Substantively, the decision is significant in several legal fronts. First, the district court erred in finding that the distributor’s contract with the parent was enforceable by the subsidiary. Even if there was any such enforceable contract, this was error because there is a legal presumption of corporate separateness that must be overcome by clear evidence that the parent in fact controls the activities of the subsidiary. The error was compounded by the district court’s imposition of the burden of disproving the existence of a valid arbitration agreement on the non-moving party. Second, there was error in discrediting the allegations that the distributor had a separate distribution relationship with the subsidiary governed by an “unwritten agreement” and that relationship had no arbitration mandate.
Third, the subsidiary argued that the distributor’s placement of purchase orders under a “Daikin Sales Order” constituted an acceptance of arbitration. The Sales Order had an arbitration agreement with the locale in Miami, Florida, for all claims arising or relating to the contract or its breach. Significantly, the First Circuit held that the arbitration provision covered only disputes relating to each particular sale authorized by that contract. But its scope did not extend to the separate impairment claim for a “pattern of unfair practices” brought under Law 75.

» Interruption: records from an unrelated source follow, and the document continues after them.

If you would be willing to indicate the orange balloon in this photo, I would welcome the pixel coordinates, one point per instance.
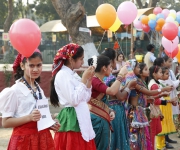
(106, 15)
(145, 20)
(161, 22)
(158, 28)
(178, 55)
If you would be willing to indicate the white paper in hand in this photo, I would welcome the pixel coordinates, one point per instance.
(46, 120)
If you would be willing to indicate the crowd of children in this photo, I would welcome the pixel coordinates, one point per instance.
(114, 105)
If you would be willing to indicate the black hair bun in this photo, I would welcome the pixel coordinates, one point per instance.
(90, 61)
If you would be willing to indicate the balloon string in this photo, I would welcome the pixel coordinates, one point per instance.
(29, 73)
(126, 39)
(101, 40)
(118, 43)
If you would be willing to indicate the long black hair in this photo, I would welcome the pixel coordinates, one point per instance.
(101, 61)
(153, 69)
(109, 52)
(53, 95)
(118, 56)
(20, 73)
(159, 62)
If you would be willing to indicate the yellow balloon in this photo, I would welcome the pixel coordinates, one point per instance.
(152, 17)
(172, 15)
(116, 25)
(178, 55)
(176, 23)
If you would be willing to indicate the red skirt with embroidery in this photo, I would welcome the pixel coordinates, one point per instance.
(72, 141)
(27, 137)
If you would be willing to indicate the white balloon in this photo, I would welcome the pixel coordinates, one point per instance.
(173, 11)
(169, 19)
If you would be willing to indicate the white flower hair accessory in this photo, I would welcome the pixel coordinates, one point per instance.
(94, 63)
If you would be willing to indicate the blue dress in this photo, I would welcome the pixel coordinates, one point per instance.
(119, 138)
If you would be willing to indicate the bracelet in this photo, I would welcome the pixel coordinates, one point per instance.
(119, 78)
(111, 110)
(127, 90)
(159, 90)
(141, 88)
(120, 75)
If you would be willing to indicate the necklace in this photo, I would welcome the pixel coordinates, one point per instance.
(144, 83)
(98, 78)
(32, 91)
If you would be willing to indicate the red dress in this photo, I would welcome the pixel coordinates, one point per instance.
(27, 137)
(155, 124)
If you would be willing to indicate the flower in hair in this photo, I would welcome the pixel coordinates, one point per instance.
(94, 64)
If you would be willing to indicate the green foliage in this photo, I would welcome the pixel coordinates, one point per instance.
(8, 59)
(3, 12)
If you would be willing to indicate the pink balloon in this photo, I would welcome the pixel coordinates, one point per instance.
(25, 36)
(165, 12)
(173, 53)
(170, 45)
(127, 12)
(178, 13)
(157, 10)
(137, 24)
(145, 28)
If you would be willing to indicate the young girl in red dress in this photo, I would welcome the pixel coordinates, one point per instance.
(155, 124)
(18, 106)
(73, 93)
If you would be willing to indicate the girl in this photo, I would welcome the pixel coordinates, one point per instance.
(101, 114)
(155, 124)
(76, 130)
(167, 123)
(18, 108)
(120, 61)
(159, 62)
(175, 109)
(119, 138)
(138, 101)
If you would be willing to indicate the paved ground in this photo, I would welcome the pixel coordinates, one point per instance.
(6, 133)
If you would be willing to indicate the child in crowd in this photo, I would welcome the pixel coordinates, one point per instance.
(76, 130)
(168, 63)
(167, 123)
(155, 124)
(120, 61)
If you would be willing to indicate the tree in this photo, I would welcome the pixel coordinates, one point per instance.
(3, 12)
(73, 17)
(8, 20)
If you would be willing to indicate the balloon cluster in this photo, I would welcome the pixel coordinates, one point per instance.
(167, 23)
(109, 19)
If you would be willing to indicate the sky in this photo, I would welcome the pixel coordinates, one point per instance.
(25, 1)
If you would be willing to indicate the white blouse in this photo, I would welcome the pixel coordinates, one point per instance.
(69, 89)
(73, 93)
(17, 101)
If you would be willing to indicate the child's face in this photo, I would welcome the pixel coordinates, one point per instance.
(168, 63)
(158, 75)
(137, 70)
(78, 62)
(108, 70)
(165, 76)
(113, 63)
(32, 68)
(145, 72)
(120, 57)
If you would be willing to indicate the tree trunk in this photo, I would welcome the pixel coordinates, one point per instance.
(8, 22)
(73, 16)
(100, 2)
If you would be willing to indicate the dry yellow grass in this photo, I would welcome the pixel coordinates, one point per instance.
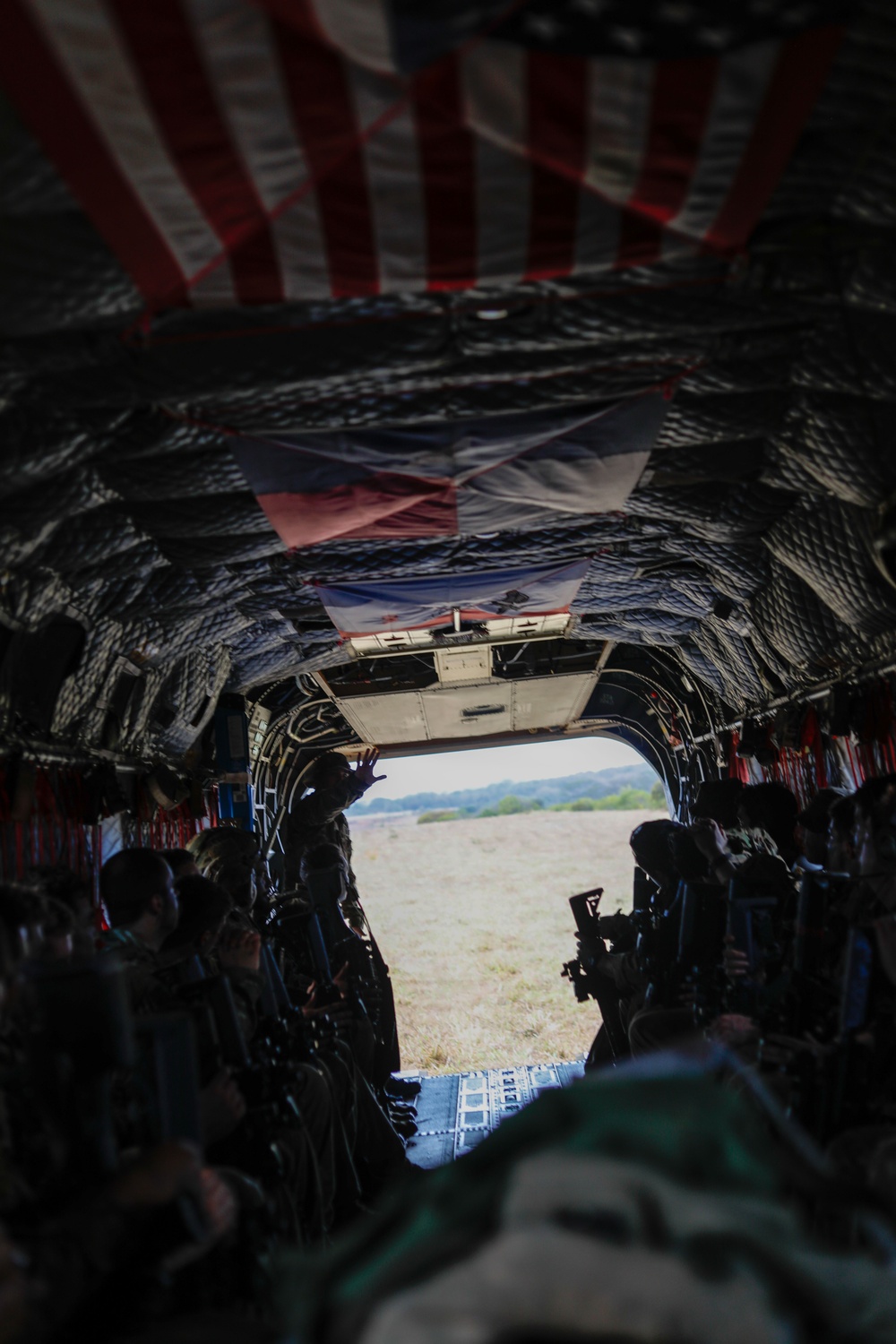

Daikin Applied not only recognizes the limits of how far arbitration can reach but also that arbitration is a creature of state or territorial contract law. And, there can be diverse but separate business relationships that define how products of one brand get from the supplier or manufacturer, to the wholesaler (the defendant subsidiary in this case), to the distributor (the plaintiff), and for sale to customers in the relevant market. What was at stake in this case was the distributor's claim that Law 75 protected its years-long exclusive distribution relationhip with a stateside wholesaler for the sale and distribution of products in Puerto Rico. It mattered to the court's holding that this separate commercial relationship, protected by Puerto Rico Law 75, did not have an arbitration mandate, so it was erroneous to compel it.